Time Period3 Months [change]
DirectionMoves Together 
StrengthInsignificant
Accuracy95.24%
ValuesDaily Returns

Citigroup  vs.  Yubo International Biotech

 Performance 
       Timeline  
Citigroup 

Risk-Adjusted Performance

10 of 100

 
Weak
 
Strong
OK
Compared to the overall equity markets, risk-adjusted returns on investments in Citigroup are ranked lower than 10 (%) of all global equities and portfolios over the last 90 days. In spite of rather unfluctuating fundamental indicators, Citigroup exhibited solid returns over the last few months and may actually be approaching a breakup point.
Yubo International 

Risk-Adjusted Performance

4 of 100

 
Weak
 
Strong
Insignificant
Compared to the overall equity markets, risk-adjusted returns on investments in Yubo International Biotech are ranked lower than 4 (%) of all global equities and portfolios over the last 90 days. Even with relatively unsteady technical and fundamental indicators, Yubo International revealed solid returns over the last few months and may actually be approaching a breakup point.
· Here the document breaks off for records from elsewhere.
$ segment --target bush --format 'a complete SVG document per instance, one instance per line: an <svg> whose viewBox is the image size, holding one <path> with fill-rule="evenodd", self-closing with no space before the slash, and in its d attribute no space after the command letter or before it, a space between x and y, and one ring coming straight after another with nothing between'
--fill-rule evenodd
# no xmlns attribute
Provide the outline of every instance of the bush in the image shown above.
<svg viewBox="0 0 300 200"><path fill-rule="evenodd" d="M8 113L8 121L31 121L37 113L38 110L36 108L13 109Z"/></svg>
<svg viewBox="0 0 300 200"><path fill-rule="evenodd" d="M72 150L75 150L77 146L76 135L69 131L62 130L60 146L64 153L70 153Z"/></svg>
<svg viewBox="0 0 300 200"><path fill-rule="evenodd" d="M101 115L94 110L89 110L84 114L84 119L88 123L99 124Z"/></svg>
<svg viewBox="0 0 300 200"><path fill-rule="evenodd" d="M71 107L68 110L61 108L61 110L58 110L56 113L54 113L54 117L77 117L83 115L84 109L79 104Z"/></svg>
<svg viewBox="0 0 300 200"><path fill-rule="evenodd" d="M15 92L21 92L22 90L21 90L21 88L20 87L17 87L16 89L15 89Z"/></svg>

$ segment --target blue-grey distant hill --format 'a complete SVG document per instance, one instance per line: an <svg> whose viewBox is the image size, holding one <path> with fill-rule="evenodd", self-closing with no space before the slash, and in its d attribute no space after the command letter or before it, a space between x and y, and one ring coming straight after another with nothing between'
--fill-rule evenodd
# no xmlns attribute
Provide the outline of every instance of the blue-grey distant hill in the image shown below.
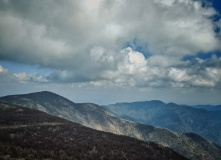
<svg viewBox="0 0 221 160"><path fill-rule="evenodd" d="M199 135L181 134L125 121L96 104L74 103L47 91L6 96L0 98L0 101L41 110L96 130L152 141L167 146L191 160L221 160L221 147Z"/></svg>
<svg viewBox="0 0 221 160"><path fill-rule="evenodd" d="M219 106L189 107L161 101L116 103L103 106L119 118L136 123L168 128L172 131L199 134L221 145L221 111ZM203 108L203 109L201 109Z"/></svg>
<svg viewBox="0 0 221 160"><path fill-rule="evenodd" d="M198 109L205 109L207 111L221 111L221 105L194 105L191 106L193 108L198 108Z"/></svg>

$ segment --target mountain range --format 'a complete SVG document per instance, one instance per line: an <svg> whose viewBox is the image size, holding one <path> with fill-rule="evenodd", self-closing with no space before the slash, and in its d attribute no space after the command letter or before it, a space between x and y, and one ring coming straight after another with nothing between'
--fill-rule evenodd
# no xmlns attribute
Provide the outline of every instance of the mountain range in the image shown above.
<svg viewBox="0 0 221 160"><path fill-rule="evenodd" d="M168 129L122 120L99 105L74 103L52 92L11 95L0 98L0 101L41 110L96 130L153 141L189 159L221 159L219 146L194 133L181 134Z"/></svg>
<svg viewBox="0 0 221 160"><path fill-rule="evenodd" d="M116 103L103 106L115 116L136 123L193 132L221 145L221 111L218 106L183 106L161 101ZM201 108L210 108L201 109ZM217 108L216 111L211 111Z"/></svg>
<svg viewBox="0 0 221 160"><path fill-rule="evenodd" d="M2 102L0 159L187 160L153 142L96 131L41 111Z"/></svg>

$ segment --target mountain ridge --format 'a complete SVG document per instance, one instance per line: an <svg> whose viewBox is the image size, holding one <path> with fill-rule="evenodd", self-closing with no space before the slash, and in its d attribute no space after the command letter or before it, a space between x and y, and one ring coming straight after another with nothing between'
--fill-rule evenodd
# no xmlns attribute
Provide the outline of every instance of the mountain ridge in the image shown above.
<svg viewBox="0 0 221 160"><path fill-rule="evenodd" d="M221 145L221 111L207 111L175 103L155 105L151 101L103 107L119 118L181 133L194 132Z"/></svg>
<svg viewBox="0 0 221 160"><path fill-rule="evenodd" d="M0 159L15 158L187 160L153 142L96 131L42 111L0 102Z"/></svg>
<svg viewBox="0 0 221 160"><path fill-rule="evenodd" d="M41 93L38 92L38 94ZM38 94L31 94L35 96L34 100L31 97L27 99L27 95L15 95L2 97L0 101L8 101L28 108L48 111L52 115L63 117L93 129L153 141L193 160L197 160L199 157L202 160L218 160L218 157L221 157L220 148L207 140L206 146L201 145L186 135L168 129L124 121L110 114L99 105L72 103L70 100L51 92L47 92L49 99L42 101L40 98L38 101L36 99Z"/></svg>

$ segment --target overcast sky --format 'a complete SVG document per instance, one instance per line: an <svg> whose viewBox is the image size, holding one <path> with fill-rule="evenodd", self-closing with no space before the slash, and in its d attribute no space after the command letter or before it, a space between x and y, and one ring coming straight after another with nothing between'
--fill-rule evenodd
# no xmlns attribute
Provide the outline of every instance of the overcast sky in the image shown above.
<svg viewBox="0 0 221 160"><path fill-rule="evenodd" d="M217 1L0 0L0 96L221 104Z"/></svg>

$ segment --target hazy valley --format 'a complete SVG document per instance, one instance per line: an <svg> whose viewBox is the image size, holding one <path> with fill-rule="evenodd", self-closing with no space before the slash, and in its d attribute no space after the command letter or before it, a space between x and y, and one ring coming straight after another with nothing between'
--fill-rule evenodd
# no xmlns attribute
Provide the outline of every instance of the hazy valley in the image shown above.
<svg viewBox="0 0 221 160"><path fill-rule="evenodd" d="M161 101L116 103L104 106L119 118L172 131L193 132L221 145L220 106L184 106ZM203 109L202 109L203 108Z"/></svg>
<svg viewBox="0 0 221 160"><path fill-rule="evenodd" d="M38 109L96 130L153 141L169 147L189 159L218 160L221 157L219 146L196 134L182 134L168 129L125 121L99 105L73 103L51 92L6 96L2 97L0 101Z"/></svg>

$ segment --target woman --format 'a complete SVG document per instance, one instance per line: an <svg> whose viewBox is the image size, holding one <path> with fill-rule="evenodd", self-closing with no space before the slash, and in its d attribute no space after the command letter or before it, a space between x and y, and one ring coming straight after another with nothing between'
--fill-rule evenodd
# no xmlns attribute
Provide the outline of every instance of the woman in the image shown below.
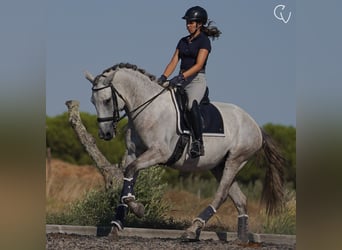
<svg viewBox="0 0 342 250"><path fill-rule="evenodd" d="M196 158L204 155L199 103L207 87L205 67L211 51L209 37L212 39L217 38L221 32L216 27L212 27L211 22L206 26L208 14L200 6L188 9L183 19L186 21L189 35L179 40L176 51L166 66L164 73L158 79L158 83L163 84L166 82L167 78L176 69L178 61L181 60L179 75L172 78L169 85L171 87L182 86L187 93L187 109L190 113L193 139L190 156Z"/></svg>

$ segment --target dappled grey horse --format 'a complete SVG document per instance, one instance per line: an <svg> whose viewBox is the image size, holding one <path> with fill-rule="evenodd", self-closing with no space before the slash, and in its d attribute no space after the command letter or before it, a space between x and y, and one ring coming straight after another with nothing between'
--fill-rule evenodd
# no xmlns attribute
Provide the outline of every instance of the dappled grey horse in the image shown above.
<svg viewBox="0 0 342 250"><path fill-rule="evenodd" d="M138 171L157 164L165 165L179 140L177 111L172 91L158 85L155 77L131 64L117 64L95 78L86 72L92 83L91 101L95 105L99 136L110 140L116 125L128 117L126 134L124 184L117 207L113 230L122 230L128 207L137 216L144 213L136 202L134 184ZM263 153L267 163L263 200L268 214L277 211L283 200L283 164L271 138L241 108L233 104L213 102L222 115L223 136L203 135L205 155L190 158L187 150L170 165L182 171L210 170L219 182L211 204L196 217L184 232L185 240L198 240L206 222L228 197L238 211L238 238L248 241L246 197L235 176L257 152ZM120 111L124 115L120 117Z"/></svg>

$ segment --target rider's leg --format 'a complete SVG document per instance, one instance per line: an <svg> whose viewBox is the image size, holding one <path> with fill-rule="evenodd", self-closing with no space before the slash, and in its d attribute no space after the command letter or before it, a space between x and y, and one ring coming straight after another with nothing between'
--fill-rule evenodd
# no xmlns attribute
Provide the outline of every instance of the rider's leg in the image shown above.
<svg viewBox="0 0 342 250"><path fill-rule="evenodd" d="M190 155L196 158L204 155L203 138L202 138L202 120L199 111L199 106L196 100L193 101L190 110L190 120L192 126L192 143Z"/></svg>
<svg viewBox="0 0 342 250"><path fill-rule="evenodd" d="M206 91L207 84L203 73L197 76L185 86L188 96L188 111L192 129L193 142L190 149L192 158L204 155L203 139L202 139L202 120L199 111L199 103L201 102Z"/></svg>

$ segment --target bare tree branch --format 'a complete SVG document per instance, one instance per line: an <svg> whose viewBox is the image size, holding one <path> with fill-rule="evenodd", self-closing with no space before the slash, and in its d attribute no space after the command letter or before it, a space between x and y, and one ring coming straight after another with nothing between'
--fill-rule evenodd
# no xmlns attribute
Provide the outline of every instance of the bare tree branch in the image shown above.
<svg viewBox="0 0 342 250"><path fill-rule="evenodd" d="M90 133L88 133L87 129L83 125L79 113L79 101L70 100L67 101L65 104L68 107L69 122L76 132L85 150L94 160L97 169L102 174L105 181L106 189L108 190L110 188L113 188L113 184L115 184L115 186L121 186L123 180L122 170L119 168L118 164L111 164L107 160L107 158L97 147L95 138Z"/></svg>

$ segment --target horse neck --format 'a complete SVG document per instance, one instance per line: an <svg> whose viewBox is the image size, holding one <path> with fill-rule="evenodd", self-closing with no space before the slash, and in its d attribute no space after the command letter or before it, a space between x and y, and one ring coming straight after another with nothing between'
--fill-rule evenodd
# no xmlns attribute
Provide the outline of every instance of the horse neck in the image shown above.
<svg viewBox="0 0 342 250"><path fill-rule="evenodd" d="M118 70L115 73L113 85L124 98L129 111L142 105L162 90L161 86L142 73L130 69Z"/></svg>

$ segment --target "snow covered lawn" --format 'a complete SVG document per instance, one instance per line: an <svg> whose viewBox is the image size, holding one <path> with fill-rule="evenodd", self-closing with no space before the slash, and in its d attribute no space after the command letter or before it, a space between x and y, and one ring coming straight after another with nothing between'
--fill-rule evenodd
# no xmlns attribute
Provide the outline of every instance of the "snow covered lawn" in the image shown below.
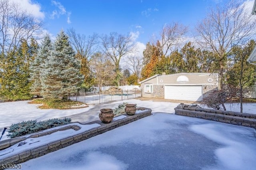
<svg viewBox="0 0 256 170"><path fill-rule="evenodd" d="M22 164L24 170L249 170L255 130L154 113Z"/></svg>
<svg viewBox="0 0 256 170"><path fill-rule="evenodd" d="M137 103L137 105L151 108L153 112L174 113L174 108L178 103L168 102L155 102L130 99L111 103L90 105L85 108L74 109L41 109L39 105L28 103L28 101L0 103L0 133L4 127L8 128L12 124L30 120L44 121L52 118L71 118L72 122L91 122L99 119L100 110L102 108L114 109L123 102ZM161 106L160 107L159 106ZM6 132L1 140L6 138Z"/></svg>
<svg viewBox="0 0 256 170"><path fill-rule="evenodd" d="M8 128L12 124L30 120L36 119L40 121L66 117L70 118L73 122L79 121L82 123L95 121L99 119L98 114L100 109L106 108L114 109L123 102L137 103L138 106L150 108L152 109L152 113L174 113L174 108L179 104L174 103L142 101L132 99L90 105L85 108L58 110L38 109L39 105L28 104L28 101L0 103L0 133L2 133L4 128ZM227 110L240 112L239 103L228 103L226 105ZM244 113L256 114L256 103L245 103L243 107ZM6 138L6 134L7 134L7 132L6 132L1 140Z"/></svg>

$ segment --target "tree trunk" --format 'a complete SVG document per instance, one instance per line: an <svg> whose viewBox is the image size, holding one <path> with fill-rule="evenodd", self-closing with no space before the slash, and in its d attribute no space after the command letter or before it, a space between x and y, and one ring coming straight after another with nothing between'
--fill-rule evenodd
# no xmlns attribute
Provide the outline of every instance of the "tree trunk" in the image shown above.
<svg viewBox="0 0 256 170"><path fill-rule="evenodd" d="M239 92L240 92L240 113L243 113L243 87L241 83L240 80L240 88Z"/></svg>

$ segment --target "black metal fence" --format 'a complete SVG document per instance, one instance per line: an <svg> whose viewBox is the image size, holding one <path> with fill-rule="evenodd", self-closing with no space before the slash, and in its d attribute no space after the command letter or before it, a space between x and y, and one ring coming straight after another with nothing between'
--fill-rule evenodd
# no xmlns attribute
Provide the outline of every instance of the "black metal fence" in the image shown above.
<svg viewBox="0 0 256 170"><path fill-rule="evenodd" d="M141 91L138 89L122 90L121 93L109 94L86 94L80 92L69 97L69 99L78 101L88 105L104 103L114 101L135 99L141 97Z"/></svg>

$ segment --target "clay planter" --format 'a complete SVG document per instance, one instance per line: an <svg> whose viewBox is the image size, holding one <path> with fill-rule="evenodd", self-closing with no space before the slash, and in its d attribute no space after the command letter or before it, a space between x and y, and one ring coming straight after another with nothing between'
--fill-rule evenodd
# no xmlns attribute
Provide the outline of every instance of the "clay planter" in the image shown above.
<svg viewBox="0 0 256 170"><path fill-rule="evenodd" d="M100 119L104 123L109 123L111 122L114 116L113 110L111 109L100 109L100 113L99 114Z"/></svg>
<svg viewBox="0 0 256 170"><path fill-rule="evenodd" d="M125 113L128 115L134 115L136 112L136 104L127 104L125 105L126 107L124 109Z"/></svg>

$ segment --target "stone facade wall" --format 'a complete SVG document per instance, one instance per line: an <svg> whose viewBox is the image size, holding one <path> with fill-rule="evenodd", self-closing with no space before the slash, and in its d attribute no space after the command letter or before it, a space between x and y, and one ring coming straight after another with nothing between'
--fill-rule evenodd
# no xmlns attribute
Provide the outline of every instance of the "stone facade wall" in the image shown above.
<svg viewBox="0 0 256 170"><path fill-rule="evenodd" d="M100 121L97 121L88 123L88 124L98 123L100 125L100 126L85 131L78 134L75 134L60 140L58 140L47 144L38 147L36 148L29 149L22 152L19 153L18 154L1 159L0 160L0 165L17 164L20 163L24 162L30 159L41 156L48 153L55 151L74 143L101 134L107 131L113 129L118 127L123 126L136 121L137 120L151 115L151 109L149 108L145 109L147 110L132 116L126 115L126 116L127 117L126 117L117 121L112 121L110 123L104 124L102 123ZM76 128L76 127L65 127L66 128ZM64 129L62 130L64 130ZM20 137L21 137L22 138L22 136ZM26 139L26 138L24 139ZM2 145L4 145L2 146L1 148L2 148L2 148L6 148L6 146L7 144L8 143L9 143L8 144L9 146L10 146L10 142L11 142L11 141L12 139L1 141L1 142L0 142L0 146ZM2 168L2 166L0 166L0 170L2 169L3 169Z"/></svg>
<svg viewBox="0 0 256 170"><path fill-rule="evenodd" d="M141 85L142 89L142 97L143 97L147 98L156 98L160 99L164 99L164 85L153 85L153 93L145 93L144 89L144 85L143 83Z"/></svg>
<svg viewBox="0 0 256 170"><path fill-rule="evenodd" d="M180 103L174 108L175 115L256 128L256 115L219 110L190 108Z"/></svg>
<svg viewBox="0 0 256 170"><path fill-rule="evenodd" d="M153 85L152 93L145 93L144 85L146 84L142 84L141 85L142 97L147 98L156 98L164 99L164 85ZM213 90L217 90L218 85L203 85L203 97L208 96L210 92Z"/></svg>

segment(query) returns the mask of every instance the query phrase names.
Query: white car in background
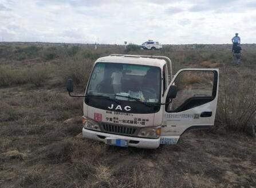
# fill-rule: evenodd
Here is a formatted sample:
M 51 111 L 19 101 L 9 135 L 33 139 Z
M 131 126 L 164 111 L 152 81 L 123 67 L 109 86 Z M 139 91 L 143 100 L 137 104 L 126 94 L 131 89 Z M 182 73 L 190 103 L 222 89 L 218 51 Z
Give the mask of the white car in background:
M 148 40 L 142 44 L 142 47 L 144 50 L 157 50 L 162 49 L 162 46 L 159 42 L 155 42 L 152 40 Z

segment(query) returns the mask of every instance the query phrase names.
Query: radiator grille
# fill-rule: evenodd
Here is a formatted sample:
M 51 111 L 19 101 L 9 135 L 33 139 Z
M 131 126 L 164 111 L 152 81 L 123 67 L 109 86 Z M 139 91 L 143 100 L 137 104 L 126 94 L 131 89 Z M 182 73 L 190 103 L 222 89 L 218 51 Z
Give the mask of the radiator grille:
M 101 125 L 105 132 L 120 134 L 132 135 L 137 129 L 136 127 L 120 125 L 101 123 Z

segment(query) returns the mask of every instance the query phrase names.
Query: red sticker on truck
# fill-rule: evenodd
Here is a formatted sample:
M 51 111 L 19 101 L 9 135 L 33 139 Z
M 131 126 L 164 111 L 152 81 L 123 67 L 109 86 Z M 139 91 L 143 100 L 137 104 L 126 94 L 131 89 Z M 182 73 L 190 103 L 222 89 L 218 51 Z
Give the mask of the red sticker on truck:
M 101 121 L 102 114 L 99 113 L 94 113 L 94 120 Z

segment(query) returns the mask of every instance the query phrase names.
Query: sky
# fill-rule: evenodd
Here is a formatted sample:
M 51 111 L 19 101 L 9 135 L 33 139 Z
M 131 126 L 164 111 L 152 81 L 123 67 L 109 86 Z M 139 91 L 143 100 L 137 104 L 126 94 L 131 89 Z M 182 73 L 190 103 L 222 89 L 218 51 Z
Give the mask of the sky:
M 0 0 L 0 41 L 256 43 L 256 0 Z

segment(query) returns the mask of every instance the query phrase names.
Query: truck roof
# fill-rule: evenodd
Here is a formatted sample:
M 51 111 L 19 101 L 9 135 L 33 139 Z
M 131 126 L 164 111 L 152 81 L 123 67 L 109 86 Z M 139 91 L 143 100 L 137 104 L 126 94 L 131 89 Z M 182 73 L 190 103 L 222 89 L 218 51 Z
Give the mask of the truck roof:
M 166 63 L 163 59 L 141 57 L 136 55 L 111 55 L 99 58 L 96 62 L 125 63 L 153 66 L 162 67 Z

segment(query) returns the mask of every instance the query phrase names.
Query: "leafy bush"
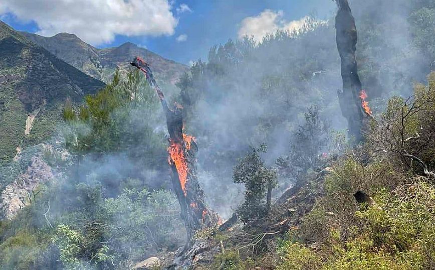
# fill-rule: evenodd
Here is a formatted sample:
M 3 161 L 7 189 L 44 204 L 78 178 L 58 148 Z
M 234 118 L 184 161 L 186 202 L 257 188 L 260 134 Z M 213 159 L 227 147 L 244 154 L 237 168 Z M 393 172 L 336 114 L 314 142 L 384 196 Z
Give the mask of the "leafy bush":
M 266 145 L 252 148 L 251 152 L 240 159 L 234 167 L 234 182 L 245 184 L 246 188 L 245 202 L 237 211 L 245 223 L 264 216 L 270 207 L 272 189 L 276 185 L 277 174 L 261 159 L 260 155 L 266 153 Z

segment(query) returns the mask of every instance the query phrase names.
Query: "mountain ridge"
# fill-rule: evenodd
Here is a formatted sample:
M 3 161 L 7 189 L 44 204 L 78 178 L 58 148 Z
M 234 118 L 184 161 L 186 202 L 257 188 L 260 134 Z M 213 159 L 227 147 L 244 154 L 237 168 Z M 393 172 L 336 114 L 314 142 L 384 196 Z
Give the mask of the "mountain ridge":
M 117 69 L 121 72 L 126 72 L 129 68 L 128 62 L 136 56 L 151 64 L 157 79 L 161 83 L 174 85 L 189 70 L 187 66 L 129 42 L 118 47 L 97 48 L 74 34 L 61 33 L 46 37 L 28 32 L 21 33 L 60 59 L 106 83 L 110 81 Z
Citigroup and Yubo International Volatility Contrast

   Predicted Return Density   
       Returns  

Pair Trading with Citigroup and Yubo International

The main advantage of trading using opposite Citigroup and Yubo International positions is that it hedges away some unsystematic risk. Because of two separate transactions, even if Citigroup position performs unexpectedly, Yubo International can make up some of the losses. Pair trading also minimizes risk from directional movements in the market. For example, if an entire industry or sector drops because of unexpected headlines, the short position in Yubo International will offset losses from the drop in Yubo International's long position.
The idea behind Citigroup and Yubo International Biotech pairs trading is to make the combined position market-neutral, meaning the overall market's direction will not affect its win or loss (or potential downside or upside). This can be achieved by designing a pairs trade with two highly correlated stocks or equities that operate in a similar space or sector, making it possible to obtain profits through simple and relatively low-risk investment.
Check out your portfolio center.
Note that this page's information should be used as a complementary analysis to find the right mix of equity instruments to add to your existing portfolios or create a brand new portfolio. You can also try the Bollinger Bands module to use Bollinger Bands indicator to analyze target price for a given investing horizon.